Why China ejected Melissa Chan

Sending a message to the foreign press

Is this the kind of reporting that got Al Jazeera correspondent Melissa Chan expelled from China last week? The foreign ministry did not give an official reason for the first expulsion of a journalist in 15 years, except to say that “the media concerned know in their heart what they did wrong.”

Chan’s probe into “black jails”—detention centers where whistleblowers are often held without charges—was only one of several probing stories that she had done. Peter Chovanec, a professor at Tshingua University who knows Chan well, says, “She wasn’t trying to make China look bad, although sometimes the truth wasn’t pretty.”

According to the Foreign Correspondents’ Club of China, officials had been angry over a documentary that was shown in November on Al Jazeera English about the alleged use of prisoners to manufacture export goods. Chan was not directly involved in the production of this documentary, but she had separately been accused of violating unspecified rules and regulations.

As the foreign press zeroed in on the story of blind dissident Chen Guangcheng, Chan was told that her press credentials would not be renewed. The Foreign Correspondents Club says the expulsion was the “most extreme example of a recent pattern of using journalist visas in an attempt to censor and intimidate foreign correspondents in China.”

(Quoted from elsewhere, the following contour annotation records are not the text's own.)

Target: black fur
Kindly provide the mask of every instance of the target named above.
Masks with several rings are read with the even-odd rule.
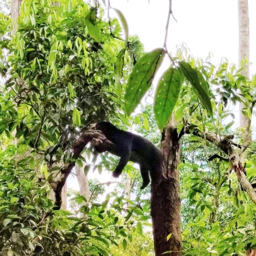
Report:
[[[149,172],[153,186],[157,186],[162,180],[162,157],[160,150],[152,142],[144,138],[131,132],[123,131],[108,122],[101,122],[96,126],[107,138],[116,145],[120,160],[113,173],[117,178],[128,161],[140,165],[143,189],[149,183]],[[96,147],[97,150],[97,147]],[[132,153],[137,157],[132,157]]]

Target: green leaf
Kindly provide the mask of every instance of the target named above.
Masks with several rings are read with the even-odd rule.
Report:
[[[21,228],[20,231],[25,236],[26,236],[26,235],[27,235],[29,233],[28,230],[27,228]]]
[[[143,236],[143,233],[142,233],[142,227],[140,222],[138,222],[138,223],[137,223],[137,230],[138,230],[138,233],[141,236]]]
[[[4,219],[4,226],[6,227],[10,222],[11,220],[10,219]]]
[[[41,173],[44,174],[46,180],[48,178],[48,170],[47,170],[47,167],[45,164],[41,165],[40,168]]]
[[[160,130],[168,122],[179,98],[181,86],[179,69],[170,67],[164,73],[157,86],[154,111]]]
[[[10,200],[11,203],[14,204],[14,203],[16,203],[18,200],[19,198],[18,197],[12,197]]]
[[[73,111],[72,119],[73,120],[73,124],[76,124],[78,126],[80,126],[81,125],[80,113],[77,108],[75,108]]]
[[[122,244],[123,245],[123,248],[124,248],[124,250],[126,250],[127,247],[127,242],[125,239],[123,240]]]
[[[148,131],[149,131],[149,124],[148,124],[148,120],[146,117],[144,118],[143,119],[143,125],[144,128]]]
[[[232,121],[230,123],[228,123],[227,125],[226,126],[226,127],[225,127],[225,129],[226,130],[228,130],[229,128],[231,127],[234,124],[235,122],[234,121]]]
[[[164,56],[163,49],[156,49],[145,54],[134,66],[124,96],[124,108],[128,115],[134,110],[150,87]]]
[[[206,84],[204,82],[205,80],[203,76],[199,76],[198,72],[192,68],[188,63],[184,61],[180,61],[179,64],[180,69],[185,76],[195,89],[196,95],[198,97],[203,106],[205,108],[212,118],[213,118],[212,104],[208,92],[206,91]]]
[[[14,252],[12,251],[12,250],[9,250],[7,252],[7,255],[8,256],[12,256],[14,254]]]
[[[68,82],[68,92],[70,95],[70,97],[73,98],[75,95],[75,92],[73,89],[73,86],[72,86],[72,84],[70,82]]]
[[[94,24],[89,18],[86,19],[86,23],[88,29],[88,34],[97,42],[100,41],[100,28],[96,24]]]
[[[171,238],[171,236],[172,236],[172,233],[170,233],[166,237],[166,241],[168,241]]]
[[[128,37],[129,36],[128,24],[124,14],[120,10],[118,9],[116,9],[116,8],[113,8],[112,9],[116,11],[117,15],[118,16],[118,18],[120,19],[122,26],[124,28],[124,46],[125,47],[127,44]]]
[[[120,79],[123,75],[123,67],[124,66],[124,57],[126,48],[120,51],[116,57],[116,61],[115,63],[115,91],[118,96],[120,96],[122,94],[122,87]]]

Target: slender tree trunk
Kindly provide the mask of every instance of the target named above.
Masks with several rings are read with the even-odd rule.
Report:
[[[17,19],[20,16],[20,6],[22,0],[12,0],[11,4],[11,17],[13,20],[12,35],[13,36],[18,28]]]
[[[151,191],[151,216],[156,256],[180,256],[181,252],[180,177],[180,141],[171,122],[163,133],[164,179]],[[171,234],[170,235],[170,234]],[[169,236],[170,237],[169,238]],[[169,239],[167,240],[167,237]]]
[[[88,202],[90,198],[89,184],[87,176],[85,175],[84,172],[83,167],[80,167],[77,165],[76,166],[76,174],[77,181],[79,185],[80,194],[84,196],[87,200],[87,202]],[[83,205],[84,205],[85,204],[85,202]]]
[[[211,214],[210,222],[211,224],[214,223],[216,221],[216,214],[217,211],[219,208],[219,198],[220,197],[220,189],[221,186],[217,186],[215,188],[215,191],[213,194],[212,199],[212,206],[213,210]]]
[[[249,78],[250,69],[250,34],[249,11],[248,0],[238,0],[238,26],[239,26],[239,47],[238,64],[239,68],[244,68],[241,73]],[[244,61],[244,60],[246,60]],[[242,103],[239,104],[240,127],[247,127],[249,123],[249,118],[244,115],[241,111],[245,107]],[[250,127],[249,128],[247,138],[252,140],[252,132]]]
[[[126,174],[126,181],[125,182],[125,197],[128,199],[131,198],[131,191],[132,191],[132,179],[131,177]]]
[[[62,201],[60,208],[62,210],[68,210],[68,200],[67,199],[67,182],[65,183],[65,185],[62,188],[61,191],[61,198]]]

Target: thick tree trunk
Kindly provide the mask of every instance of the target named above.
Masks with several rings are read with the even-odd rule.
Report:
[[[238,26],[239,26],[239,47],[238,65],[239,68],[243,67],[241,73],[249,78],[250,70],[249,61],[250,59],[250,34],[249,11],[248,0],[238,0]],[[248,62],[243,61],[245,59]],[[250,120],[244,115],[241,111],[244,105],[242,103],[239,104],[240,121],[240,127],[247,127]],[[248,138],[252,140],[252,132],[250,129],[247,135]]]
[[[171,122],[166,126],[163,135],[162,146],[165,178],[156,190],[151,191],[155,252],[156,256],[162,255],[165,252],[169,252],[164,254],[167,256],[180,256],[182,255],[181,202],[177,167],[180,142],[176,128]]]

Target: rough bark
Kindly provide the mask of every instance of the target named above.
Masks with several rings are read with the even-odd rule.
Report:
[[[250,75],[249,62],[250,59],[250,34],[249,11],[248,0],[238,0],[238,28],[239,28],[239,46],[238,46],[238,64],[240,68],[243,68],[241,73],[242,75],[249,78]],[[248,62],[243,61],[246,59]],[[245,106],[243,103],[239,104],[239,120],[240,127],[247,127],[250,119],[244,115],[241,111]],[[249,129],[250,132],[247,135],[248,139],[252,140],[252,132]]]
[[[151,191],[151,214],[156,256],[180,256],[181,252],[180,178],[180,138],[171,123],[163,132],[163,180]],[[172,234],[167,241],[168,235]]]
[[[184,130],[180,134],[182,134],[183,132],[190,134],[189,127],[193,127],[194,128],[193,134],[194,135],[214,143],[227,154],[232,170],[234,170],[236,175],[244,190],[246,192],[256,205],[256,192],[245,175],[245,165],[243,166],[242,164],[243,162],[243,154],[247,146],[244,146],[233,142],[232,140],[234,138],[233,136],[221,137],[212,132],[201,132],[196,126],[192,125],[188,126],[186,124]]]
[[[80,135],[74,142],[72,147],[73,157],[69,163],[60,168],[61,174],[57,180],[50,180],[49,183],[54,192],[55,204],[56,208],[59,208],[62,204],[61,192],[65,183],[75,166],[76,159],[80,155],[84,147],[90,141],[97,146],[101,152],[108,151],[116,156],[120,156],[116,146],[108,140],[100,131],[88,130],[81,132]],[[140,156],[132,152],[129,160],[134,162],[141,162]]]
[[[12,35],[13,36],[18,28],[17,19],[20,16],[20,6],[22,0],[12,0],[11,4],[11,17],[13,20]]]
[[[131,198],[131,191],[132,191],[132,179],[131,177],[126,174],[126,181],[125,182],[125,197],[128,199]]]
[[[62,188],[61,191],[61,198],[62,202],[60,208],[62,210],[68,210],[68,200],[67,199],[67,182],[65,182],[65,184]]]
[[[84,196],[88,202],[90,198],[90,190],[88,179],[84,172],[84,166],[80,167],[76,165],[76,174],[79,185],[80,194]]]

Communist Party officials have been feeling the heat lately from the increased foreign press scrutiny. The Bo Xilai scandal has been playing out in western media, revealing deep divisions in the top rungs of the party. The headlines over Chen Guangcheng pushed China further, and it seems to have retaliated against Chan, meanwhile sending a strong signal to other foreign journalists. Ironically, this comes at a time when China’s official media is trying to expand its own reach across the world, aiming to change the “wrong perceptions” of China that the western media projects.

And as China engages with the world more than ever, the government’s way of doing things will come under more intense examination by foreign journalists. Meanwhile, Chan’s stories online will likely get more views now that she has been expelled.

Melissa Chan summed up the duality of China in her final post as she left the country after five years and almost 400 reports. “China is a country of contradictions. One minute you marvel at the speedy transformation, the new wealth, the great hope of many. Another minute, and in this case powerfully felt because it can all happen in one day, you’re disgusted by the corruption, the systemic problems of a one-party authoritarian state, and the trampling of individual human rights and dignity.”